“Where is it?” he asked quickly.
“In a cavern in yonder mountain,” I replied, pointing to the horizon.
“In a cavern?” he cried in surprise. “How have you ascertained that?”
I told him of the success of the catoptromancy, of the picture that my breath had produced upon the mirror, and of the exact reproduction which I had just witnessed.
“But do you think the Crescent has produced this remarkable chimera?” he asked.
“Undoubtedly,” I replied, releasing my head from it at last, and offering it to him, in order to see whether a similar illusion would be revealed. Removing his head-gear, he allowed me to place it upon his brow in the same position as I had assumed it. I held it there several minutes, and asked whether he experienced either pleasure or pain.

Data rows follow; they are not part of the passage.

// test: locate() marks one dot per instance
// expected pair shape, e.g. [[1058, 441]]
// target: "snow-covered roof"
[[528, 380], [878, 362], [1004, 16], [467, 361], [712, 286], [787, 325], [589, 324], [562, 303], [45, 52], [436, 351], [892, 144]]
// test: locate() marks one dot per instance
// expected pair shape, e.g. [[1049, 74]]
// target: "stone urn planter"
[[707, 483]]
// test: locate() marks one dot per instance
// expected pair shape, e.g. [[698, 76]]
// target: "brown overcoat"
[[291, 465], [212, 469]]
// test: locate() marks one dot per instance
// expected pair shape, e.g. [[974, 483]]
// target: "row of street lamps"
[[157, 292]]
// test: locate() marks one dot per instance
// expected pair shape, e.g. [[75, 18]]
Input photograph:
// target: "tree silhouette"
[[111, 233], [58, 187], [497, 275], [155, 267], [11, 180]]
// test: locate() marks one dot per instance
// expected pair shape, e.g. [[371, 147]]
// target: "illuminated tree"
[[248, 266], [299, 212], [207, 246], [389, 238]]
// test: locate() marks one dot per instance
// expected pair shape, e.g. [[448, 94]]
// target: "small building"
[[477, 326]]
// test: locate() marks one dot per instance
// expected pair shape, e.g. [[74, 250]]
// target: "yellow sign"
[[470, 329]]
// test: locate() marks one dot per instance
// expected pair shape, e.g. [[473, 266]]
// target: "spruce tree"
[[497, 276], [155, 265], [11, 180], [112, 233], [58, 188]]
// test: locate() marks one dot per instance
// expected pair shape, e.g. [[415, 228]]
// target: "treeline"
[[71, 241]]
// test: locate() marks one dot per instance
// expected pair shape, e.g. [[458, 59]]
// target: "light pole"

“I feel nothing,” he declared at last. Then, with an incredulous smile, he added, “I’m inclined to believe that your remarkable extension of vision is mere imagination. Your nerves are unstrung by thoughts of Zoraida’s peril, in combination with the fatigue of your journey.”
“But I can describe to you yonder mountain minutely,” I said. “The cave is in a high wall of grey granite, and its mouth, once evidently of spacious dimensions, has been rendered small by sand that has drifted up until it has almost choked it. It is semicircular, but seems narrow inside, forming a kind of shallow grotto.”
“And what is the general aspect of the mountain side?”
The picture still remained vividly impressed upon my memory, so I had no difficulty in giving him an accurate description of what I had seen.